A drug is being tested which claims to help people on the autism spectrum with social skills. Balovaptan, said drug, acts on receptors. Receptors are located on the outside of cells and communicate commands to the inside of the cell. There receptors receive a hormone called vasopressin, which is a hormone from the brain which influences social behavior. Balovaptan is designed to block a receptor of a specific vasopressin, which might be linked to social anxiety says Larry Young, professor of psychiatry at Emory University. Basically, the brain sends vasopressin to cell receptors and some of these hormones affect social behaviour. This drug might be able to prevent the hormones affecting social anxiety. Behavioural “symptoms” of autism can be identified (but not limited to) as trouble in communication and interaction.

The idea of using drugs to change characteristics of people on the autism spectrum to “fit in” to a neurotypical society is worrying. That being said, it is important that such medication is available for the safety of the people that need them and for the mental well-being of the people that make the decision to take them.

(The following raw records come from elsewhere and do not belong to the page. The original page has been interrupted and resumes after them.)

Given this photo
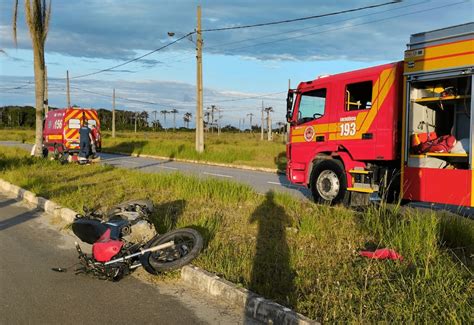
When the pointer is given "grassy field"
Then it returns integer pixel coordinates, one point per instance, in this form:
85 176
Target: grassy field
300 254
229 148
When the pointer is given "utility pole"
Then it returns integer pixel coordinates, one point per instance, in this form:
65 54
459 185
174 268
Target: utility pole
269 123
46 106
113 114
261 128
251 115
287 135
199 98
136 115
154 121
67 90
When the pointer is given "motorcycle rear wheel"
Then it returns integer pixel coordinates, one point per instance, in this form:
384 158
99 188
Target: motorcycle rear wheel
188 244
147 205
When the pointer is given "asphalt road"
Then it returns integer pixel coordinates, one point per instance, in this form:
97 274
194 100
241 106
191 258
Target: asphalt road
31 293
262 182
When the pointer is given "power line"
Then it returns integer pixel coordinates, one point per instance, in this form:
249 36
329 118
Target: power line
345 27
134 59
124 98
29 83
300 19
319 25
245 98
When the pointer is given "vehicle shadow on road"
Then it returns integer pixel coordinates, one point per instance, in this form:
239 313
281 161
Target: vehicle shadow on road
129 147
272 276
300 188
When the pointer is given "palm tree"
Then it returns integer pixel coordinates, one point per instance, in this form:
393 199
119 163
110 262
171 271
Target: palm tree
164 112
37 14
187 118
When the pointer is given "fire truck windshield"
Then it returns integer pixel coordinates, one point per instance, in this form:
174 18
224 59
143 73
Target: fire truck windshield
312 105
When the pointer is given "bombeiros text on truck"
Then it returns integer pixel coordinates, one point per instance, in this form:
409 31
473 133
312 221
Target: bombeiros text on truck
403 129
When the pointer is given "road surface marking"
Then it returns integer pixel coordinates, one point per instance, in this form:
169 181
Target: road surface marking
166 167
218 175
130 162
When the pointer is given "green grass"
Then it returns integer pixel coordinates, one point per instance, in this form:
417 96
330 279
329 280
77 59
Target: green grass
228 148
300 254
22 135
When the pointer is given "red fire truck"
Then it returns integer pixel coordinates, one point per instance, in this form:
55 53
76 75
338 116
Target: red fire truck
404 127
61 129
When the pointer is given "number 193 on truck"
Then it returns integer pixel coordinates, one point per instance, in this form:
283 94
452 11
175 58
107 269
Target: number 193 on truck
399 130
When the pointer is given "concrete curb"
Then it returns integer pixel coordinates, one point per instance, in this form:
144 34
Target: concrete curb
50 207
209 163
255 306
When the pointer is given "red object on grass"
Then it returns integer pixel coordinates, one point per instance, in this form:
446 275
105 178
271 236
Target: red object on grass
382 254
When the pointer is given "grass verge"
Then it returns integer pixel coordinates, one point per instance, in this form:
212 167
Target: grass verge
302 255
227 148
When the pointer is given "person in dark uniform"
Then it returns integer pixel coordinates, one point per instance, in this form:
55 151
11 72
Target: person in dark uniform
85 140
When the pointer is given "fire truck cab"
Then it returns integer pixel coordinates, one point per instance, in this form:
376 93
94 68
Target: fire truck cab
357 135
61 129
345 132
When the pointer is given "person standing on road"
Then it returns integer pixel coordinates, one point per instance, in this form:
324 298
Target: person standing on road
95 139
85 140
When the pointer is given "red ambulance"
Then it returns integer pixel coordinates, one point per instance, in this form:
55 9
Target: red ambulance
61 129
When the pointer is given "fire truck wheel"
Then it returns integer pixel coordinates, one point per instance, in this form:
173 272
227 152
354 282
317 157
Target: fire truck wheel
328 182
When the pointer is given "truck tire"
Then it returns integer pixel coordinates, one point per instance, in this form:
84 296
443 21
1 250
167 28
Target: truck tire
328 182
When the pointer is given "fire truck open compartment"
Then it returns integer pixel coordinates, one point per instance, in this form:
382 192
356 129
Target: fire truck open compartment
439 107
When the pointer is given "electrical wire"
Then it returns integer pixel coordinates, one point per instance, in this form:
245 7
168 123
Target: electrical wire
346 27
125 98
299 19
134 59
245 98
319 25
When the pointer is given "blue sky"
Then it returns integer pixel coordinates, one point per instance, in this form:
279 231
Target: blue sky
89 35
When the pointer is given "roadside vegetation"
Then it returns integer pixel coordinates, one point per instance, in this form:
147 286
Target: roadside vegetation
227 148
302 255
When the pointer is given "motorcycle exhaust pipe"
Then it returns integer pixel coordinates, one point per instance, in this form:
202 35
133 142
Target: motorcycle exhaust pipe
142 252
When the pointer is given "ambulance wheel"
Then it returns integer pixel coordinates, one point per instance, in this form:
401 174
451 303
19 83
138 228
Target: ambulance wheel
328 182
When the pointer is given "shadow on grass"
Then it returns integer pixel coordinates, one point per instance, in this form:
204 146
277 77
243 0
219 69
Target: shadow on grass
271 275
166 215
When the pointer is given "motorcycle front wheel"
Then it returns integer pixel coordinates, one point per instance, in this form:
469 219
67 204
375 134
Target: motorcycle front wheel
188 244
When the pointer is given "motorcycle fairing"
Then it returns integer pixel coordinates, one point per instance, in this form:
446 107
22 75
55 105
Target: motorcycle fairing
104 249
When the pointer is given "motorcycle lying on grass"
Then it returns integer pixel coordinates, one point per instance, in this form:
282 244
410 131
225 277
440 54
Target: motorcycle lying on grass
124 239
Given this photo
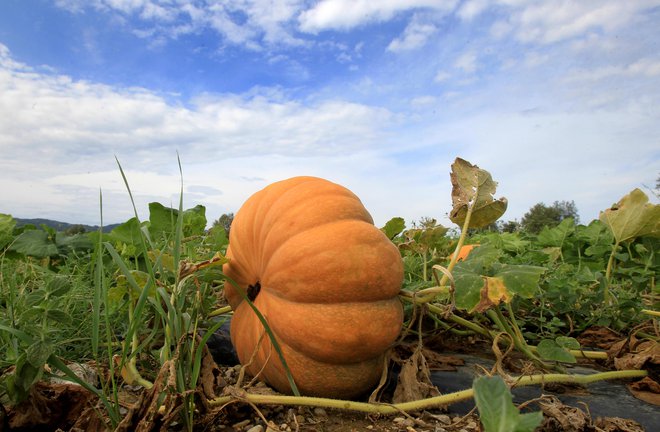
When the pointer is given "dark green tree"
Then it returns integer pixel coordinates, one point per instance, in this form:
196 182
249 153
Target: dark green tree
509 226
75 229
541 215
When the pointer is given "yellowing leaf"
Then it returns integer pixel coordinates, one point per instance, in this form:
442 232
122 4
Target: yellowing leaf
493 293
633 216
473 188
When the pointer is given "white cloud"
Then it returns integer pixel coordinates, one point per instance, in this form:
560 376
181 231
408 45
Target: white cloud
550 21
442 76
60 137
249 23
414 36
467 62
646 67
347 14
471 8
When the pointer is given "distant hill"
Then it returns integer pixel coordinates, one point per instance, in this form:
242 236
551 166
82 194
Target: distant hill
61 226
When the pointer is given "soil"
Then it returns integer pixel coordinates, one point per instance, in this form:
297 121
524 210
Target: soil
56 405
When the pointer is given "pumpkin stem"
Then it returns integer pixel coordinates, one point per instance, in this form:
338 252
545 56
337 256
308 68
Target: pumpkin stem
253 290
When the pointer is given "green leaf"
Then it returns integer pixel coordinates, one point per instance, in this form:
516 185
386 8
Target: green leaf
633 216
394 227
217 238
556 236
522 280
35 297
127 233
35 243
468 288
496 409
477 291
38 353
473 187
567 342
7 224
59 286
58 316
549 349
73 243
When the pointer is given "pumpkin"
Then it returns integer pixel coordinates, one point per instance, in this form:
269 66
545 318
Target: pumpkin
326 280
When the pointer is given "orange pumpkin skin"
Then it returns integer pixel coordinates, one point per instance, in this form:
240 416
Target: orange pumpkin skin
329 283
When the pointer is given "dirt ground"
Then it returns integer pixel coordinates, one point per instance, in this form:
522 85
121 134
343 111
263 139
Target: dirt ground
56 405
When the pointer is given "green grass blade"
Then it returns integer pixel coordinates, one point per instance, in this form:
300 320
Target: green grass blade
271 336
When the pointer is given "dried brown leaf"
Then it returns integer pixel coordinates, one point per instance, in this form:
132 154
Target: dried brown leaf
616 424
563 417
646 352
646 389
414 380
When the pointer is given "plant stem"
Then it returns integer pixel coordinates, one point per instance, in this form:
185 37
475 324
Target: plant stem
608 275
655 314
437 401
593 355
500 321
220 311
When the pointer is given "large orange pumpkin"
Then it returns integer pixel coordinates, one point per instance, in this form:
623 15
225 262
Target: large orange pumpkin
306 252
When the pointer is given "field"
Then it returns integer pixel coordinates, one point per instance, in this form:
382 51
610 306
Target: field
110 330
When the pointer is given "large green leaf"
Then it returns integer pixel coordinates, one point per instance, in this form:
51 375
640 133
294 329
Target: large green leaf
496 409
127 233
633 216
479 288
7 224
473 187
394 227
522 280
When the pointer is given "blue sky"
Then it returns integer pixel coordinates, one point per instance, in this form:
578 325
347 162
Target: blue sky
559 100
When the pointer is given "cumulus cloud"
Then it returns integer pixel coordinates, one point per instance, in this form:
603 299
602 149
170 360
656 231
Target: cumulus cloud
414 36
250 23
550 21
59 134
347 14
467 62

We all have some form of social anxiety. Whether its tapping fingers, playing with your hair, flapping arms or other forms of stimming. People on the spectrum are under pressure to behave neurotypically to avoid bullying, rejection, discrimination – referred to as ‘masking’. This may be a solution for some but there’s a better one – it starts with ‘aware’ and ends with ‘ness’.

2/ Genes

Remember the MSSNG project which highlighted “an additional 18 gene variations linked to the development of ASD. Nature Neuroscience Journal, published a report on this project which found that the 18 newly-identified autism genes can be instrumental in understanding the pathways in the brain that affect how cells ‘talk’ to each other.” (The Biology of Autism)?

Remember the research published by Princeton University and Simons Foundation researchers where they analysed the human genome to try and predict which genes are likely to cause autism? They had linked about 2,500 genes to autism; we have an approximate total of 24,000. (Mr Autastic)

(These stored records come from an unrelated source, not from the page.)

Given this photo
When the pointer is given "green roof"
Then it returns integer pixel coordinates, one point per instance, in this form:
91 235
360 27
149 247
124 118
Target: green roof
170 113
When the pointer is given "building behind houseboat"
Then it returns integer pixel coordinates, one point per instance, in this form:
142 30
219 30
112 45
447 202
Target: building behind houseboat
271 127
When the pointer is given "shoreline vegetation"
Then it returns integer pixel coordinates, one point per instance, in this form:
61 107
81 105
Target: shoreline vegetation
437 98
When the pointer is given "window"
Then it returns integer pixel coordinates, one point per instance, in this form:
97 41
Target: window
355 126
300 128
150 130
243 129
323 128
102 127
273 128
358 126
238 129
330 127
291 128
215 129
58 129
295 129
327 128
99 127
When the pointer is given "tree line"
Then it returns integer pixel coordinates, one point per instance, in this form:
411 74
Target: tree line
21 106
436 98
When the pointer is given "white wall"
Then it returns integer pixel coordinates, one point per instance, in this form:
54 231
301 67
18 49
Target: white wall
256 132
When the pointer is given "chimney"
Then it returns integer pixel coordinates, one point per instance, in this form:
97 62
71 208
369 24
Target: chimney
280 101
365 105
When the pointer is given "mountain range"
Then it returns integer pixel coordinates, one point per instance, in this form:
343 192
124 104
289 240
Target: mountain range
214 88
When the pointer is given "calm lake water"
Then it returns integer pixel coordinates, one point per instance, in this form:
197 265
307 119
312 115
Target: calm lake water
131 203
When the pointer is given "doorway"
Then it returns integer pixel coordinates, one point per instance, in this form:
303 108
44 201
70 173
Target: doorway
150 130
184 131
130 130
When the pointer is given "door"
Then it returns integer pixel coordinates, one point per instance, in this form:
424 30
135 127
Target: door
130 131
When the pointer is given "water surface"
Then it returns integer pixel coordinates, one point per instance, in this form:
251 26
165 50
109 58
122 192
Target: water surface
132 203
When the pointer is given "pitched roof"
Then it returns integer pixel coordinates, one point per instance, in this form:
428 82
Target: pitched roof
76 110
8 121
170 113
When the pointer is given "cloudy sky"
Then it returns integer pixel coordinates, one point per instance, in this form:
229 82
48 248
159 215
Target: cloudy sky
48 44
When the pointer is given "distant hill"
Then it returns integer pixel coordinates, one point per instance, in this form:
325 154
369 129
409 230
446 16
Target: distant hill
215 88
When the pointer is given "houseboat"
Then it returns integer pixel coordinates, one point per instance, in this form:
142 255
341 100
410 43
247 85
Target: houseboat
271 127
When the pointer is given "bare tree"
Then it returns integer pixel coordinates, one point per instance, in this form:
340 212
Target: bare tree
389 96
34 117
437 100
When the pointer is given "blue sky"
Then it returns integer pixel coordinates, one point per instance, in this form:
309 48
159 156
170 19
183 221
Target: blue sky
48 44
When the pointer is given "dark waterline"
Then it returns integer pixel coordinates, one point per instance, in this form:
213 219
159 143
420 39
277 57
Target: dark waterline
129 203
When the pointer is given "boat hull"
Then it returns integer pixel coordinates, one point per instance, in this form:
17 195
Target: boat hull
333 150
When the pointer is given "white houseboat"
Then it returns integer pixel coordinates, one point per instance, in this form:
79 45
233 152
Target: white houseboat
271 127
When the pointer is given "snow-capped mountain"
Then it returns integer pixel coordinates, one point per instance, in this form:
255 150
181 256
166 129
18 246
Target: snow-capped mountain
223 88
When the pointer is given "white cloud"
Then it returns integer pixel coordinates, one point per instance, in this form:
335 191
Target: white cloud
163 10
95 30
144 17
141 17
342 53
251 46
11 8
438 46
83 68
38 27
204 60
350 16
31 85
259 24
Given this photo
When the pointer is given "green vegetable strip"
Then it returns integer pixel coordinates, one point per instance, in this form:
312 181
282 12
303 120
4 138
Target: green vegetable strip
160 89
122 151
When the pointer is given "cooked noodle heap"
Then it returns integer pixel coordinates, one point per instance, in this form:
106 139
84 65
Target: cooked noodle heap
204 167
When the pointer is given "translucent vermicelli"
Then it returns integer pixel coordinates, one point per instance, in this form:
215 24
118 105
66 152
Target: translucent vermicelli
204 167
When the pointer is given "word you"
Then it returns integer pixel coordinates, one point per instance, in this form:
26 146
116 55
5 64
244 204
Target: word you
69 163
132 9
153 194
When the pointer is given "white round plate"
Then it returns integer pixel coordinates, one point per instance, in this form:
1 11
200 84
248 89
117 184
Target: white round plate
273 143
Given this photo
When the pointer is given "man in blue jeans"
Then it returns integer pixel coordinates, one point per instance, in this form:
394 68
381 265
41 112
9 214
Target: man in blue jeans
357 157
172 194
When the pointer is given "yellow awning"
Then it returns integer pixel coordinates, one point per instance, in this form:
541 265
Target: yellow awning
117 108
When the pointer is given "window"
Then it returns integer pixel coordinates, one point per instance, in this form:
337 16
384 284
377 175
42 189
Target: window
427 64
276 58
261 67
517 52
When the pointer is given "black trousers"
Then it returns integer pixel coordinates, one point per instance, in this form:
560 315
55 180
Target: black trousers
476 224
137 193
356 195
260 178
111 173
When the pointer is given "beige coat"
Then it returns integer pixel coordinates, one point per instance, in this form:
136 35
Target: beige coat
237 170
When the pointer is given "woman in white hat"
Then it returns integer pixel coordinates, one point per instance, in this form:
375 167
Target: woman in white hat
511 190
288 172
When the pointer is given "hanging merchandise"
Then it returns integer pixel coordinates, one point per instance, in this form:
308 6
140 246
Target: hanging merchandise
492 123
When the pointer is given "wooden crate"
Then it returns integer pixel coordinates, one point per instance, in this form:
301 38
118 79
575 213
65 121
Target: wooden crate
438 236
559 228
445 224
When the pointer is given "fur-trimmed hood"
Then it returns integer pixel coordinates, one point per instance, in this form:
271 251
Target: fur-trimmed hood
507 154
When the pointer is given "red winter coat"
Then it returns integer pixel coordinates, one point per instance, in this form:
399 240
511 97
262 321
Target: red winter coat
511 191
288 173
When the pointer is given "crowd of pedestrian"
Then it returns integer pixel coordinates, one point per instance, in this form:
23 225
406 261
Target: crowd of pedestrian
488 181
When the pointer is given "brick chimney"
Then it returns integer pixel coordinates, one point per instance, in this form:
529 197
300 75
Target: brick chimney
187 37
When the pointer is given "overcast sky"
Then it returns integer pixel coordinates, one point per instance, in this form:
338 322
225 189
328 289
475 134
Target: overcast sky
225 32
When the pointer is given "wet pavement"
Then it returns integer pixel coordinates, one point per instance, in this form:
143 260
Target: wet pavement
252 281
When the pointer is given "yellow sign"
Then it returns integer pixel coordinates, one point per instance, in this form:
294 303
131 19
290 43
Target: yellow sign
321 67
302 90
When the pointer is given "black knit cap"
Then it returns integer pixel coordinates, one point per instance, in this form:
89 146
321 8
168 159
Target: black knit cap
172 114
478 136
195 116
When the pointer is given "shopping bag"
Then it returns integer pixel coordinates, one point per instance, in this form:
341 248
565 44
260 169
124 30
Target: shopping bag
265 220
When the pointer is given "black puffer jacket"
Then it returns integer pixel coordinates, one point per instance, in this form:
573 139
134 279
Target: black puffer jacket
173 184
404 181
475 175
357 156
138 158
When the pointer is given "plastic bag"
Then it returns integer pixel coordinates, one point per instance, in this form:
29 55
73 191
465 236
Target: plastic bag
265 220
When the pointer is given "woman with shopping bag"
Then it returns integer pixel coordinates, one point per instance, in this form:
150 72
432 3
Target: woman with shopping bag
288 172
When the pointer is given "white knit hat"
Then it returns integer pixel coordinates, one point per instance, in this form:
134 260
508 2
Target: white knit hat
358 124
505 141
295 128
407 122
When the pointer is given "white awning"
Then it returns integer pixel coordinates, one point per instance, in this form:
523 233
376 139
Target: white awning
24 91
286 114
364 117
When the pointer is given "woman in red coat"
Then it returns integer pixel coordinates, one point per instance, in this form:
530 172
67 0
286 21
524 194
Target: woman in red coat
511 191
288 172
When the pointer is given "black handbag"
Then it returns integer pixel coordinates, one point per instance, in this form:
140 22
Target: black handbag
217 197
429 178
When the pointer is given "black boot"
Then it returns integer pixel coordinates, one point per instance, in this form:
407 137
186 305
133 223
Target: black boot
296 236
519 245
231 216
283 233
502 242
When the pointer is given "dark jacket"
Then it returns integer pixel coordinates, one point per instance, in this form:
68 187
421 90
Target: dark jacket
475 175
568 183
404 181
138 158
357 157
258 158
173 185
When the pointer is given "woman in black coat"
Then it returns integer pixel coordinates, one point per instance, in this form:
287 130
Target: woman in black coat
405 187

WELL: Researchers have found alterations of the gene thousand and one amino-acid kinase 2, known as TAOK2, which is so much fun to say out loud. The alterations found are thought to play a direct role in neurodevelopmental disorders, including autism.

Karun Singh, study co-author and researcher with McMaster’s Stem Cell and Cancer Research Institute said: “This is exciting because it focuses our research effort on the individual gene, saving us time and money as it will speed up the development of targeted therapeutics to this gene alone.”

img_6972Science is on its way to delivering answers to what causes autism. They are closer to finding out how to predict autism, and, as a result, closer to finding a way to prevent it. In the  meantime, it’s up to you to ask questions, to include to shatter stereotypes and to embrace the people around you.